CPAN River example from MetaCPAN

If you’ve browsed MetaCPAN lately, maybe you’ve noticed the new “river” indicator that’s next to distributions in listings and on individual distribution pages. See the image on the right for an example.

The River of CPAN analogy was first described by Neil Bowers in 2015, though I believe it was created by a group of Perl folks at the 2015 QA Hackathon. The basic idea is that the more dependencies a distribution has, the farther upstream it is. The impact of pollution (API breakage, test failures on install) is dependent on how far upstream a distribution is. Break something that nothing else relies on and there’s little harm done. Break something that thousands of distributions rely on and it’s a huge mess.

This is a great addition to MetaCPAN and it will be helpful for authors in order to understand how much impact API changes might have.

However, there’s one subtlety I wanted to tease out, which is the difference between direct and indirect dependencies. From what I can see, the river indicator is entirely dependent on total dependencies, both direct and indirect, but the differences between these two types of dependencies are important.

Let’s take my distribution Specio as an example. It has a river indicator of four, indicating that it’s quite high up the river. But when I hover my mouse over the river indicator, I see it has 11 direct dependents and 3,616 total dependents. In other words, it’s not getting much use of its API (sad face), but something(s) that use it are getting a lot of use. If we look at its reverse dependencies (the distributions that require Specio), we can see what’s going on. It’s downstream dependents include Moose, DateTime, and Log-Dispatch, among others.

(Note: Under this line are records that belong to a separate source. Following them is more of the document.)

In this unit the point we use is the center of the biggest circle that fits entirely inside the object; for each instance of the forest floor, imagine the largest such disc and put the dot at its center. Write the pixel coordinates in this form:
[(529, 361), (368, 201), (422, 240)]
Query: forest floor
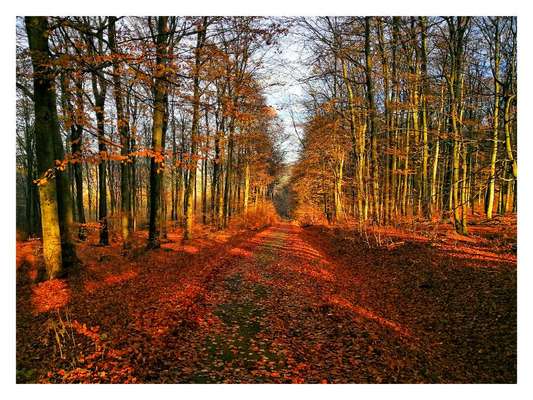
[(279, 304)]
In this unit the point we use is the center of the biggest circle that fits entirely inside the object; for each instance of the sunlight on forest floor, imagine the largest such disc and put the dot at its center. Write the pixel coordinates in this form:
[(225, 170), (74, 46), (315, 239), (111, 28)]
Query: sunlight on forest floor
[(282, 304)]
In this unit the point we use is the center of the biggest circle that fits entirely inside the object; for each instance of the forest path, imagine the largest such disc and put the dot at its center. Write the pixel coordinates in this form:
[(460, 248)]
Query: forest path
[(279, 304), (281, 314)]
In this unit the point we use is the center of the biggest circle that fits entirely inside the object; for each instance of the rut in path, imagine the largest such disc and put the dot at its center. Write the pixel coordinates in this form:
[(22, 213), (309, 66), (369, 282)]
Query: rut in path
[(283, 304), (280, 316)]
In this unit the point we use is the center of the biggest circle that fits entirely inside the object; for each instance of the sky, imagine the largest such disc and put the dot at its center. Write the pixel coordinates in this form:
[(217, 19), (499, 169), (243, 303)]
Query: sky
[(284, 90)]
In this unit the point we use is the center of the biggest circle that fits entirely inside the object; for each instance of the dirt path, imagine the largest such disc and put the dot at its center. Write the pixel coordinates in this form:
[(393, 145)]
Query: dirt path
[(274, 306), (280, 315)]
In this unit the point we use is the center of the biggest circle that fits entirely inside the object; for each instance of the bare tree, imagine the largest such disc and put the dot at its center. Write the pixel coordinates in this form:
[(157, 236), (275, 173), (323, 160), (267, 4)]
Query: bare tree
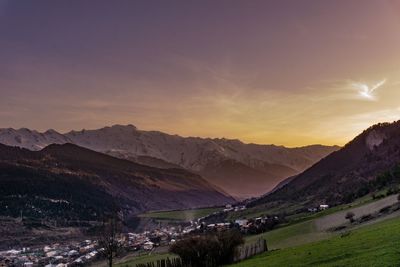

A quick aside … the inclusion of Moose is a red herring. Moose does not use Specio except in some optional tests. I think the reverse dependency determination is being done by looking at its META.json file if it has one, where Moose lists Specio as a “develop” phase requirement. I think the river indicator may be filtering this out since there are 14 downstream deps listed on the reverse deps page but the river indicator hover info only says 11.

But DateTime does use Specio. DateTime has 1,081 direct dependents and 3,370 indirect deps! That means that if I release a new Specio that fails to install (for example with broken tests), then there are at least 3,370 distributions that are now also uninstallable (if you’re running tests). That would be pretty bad!

But what if I change Specio’s API? Well, as long as the tests pass, that’s unlikely to cause problems. There are only 14 distributions directly using Specio in any fashion. I maintain 11 of them as primary owner, and one of those is deprecated and has no deps anyway. So making a breaking change to the Specio API is unlikely to cause any trouble as long as I also update my own modules that use Specio as needed.

Conversely, I will basically never be able to break the public DateTime API without causing massive chaos on CPAN. There’s no way 1,000+ direct dependencies can be checked for breakage and updated in a sane fashion. For DateTime, preserving backwards compatibility is critical and it’s hard to justify a breaking API change.

So if you have a far upstream distribution, dig a little deeper into how it got so high on the river. This will help you make the best decisions about how you can or cannot change that distribution in the future.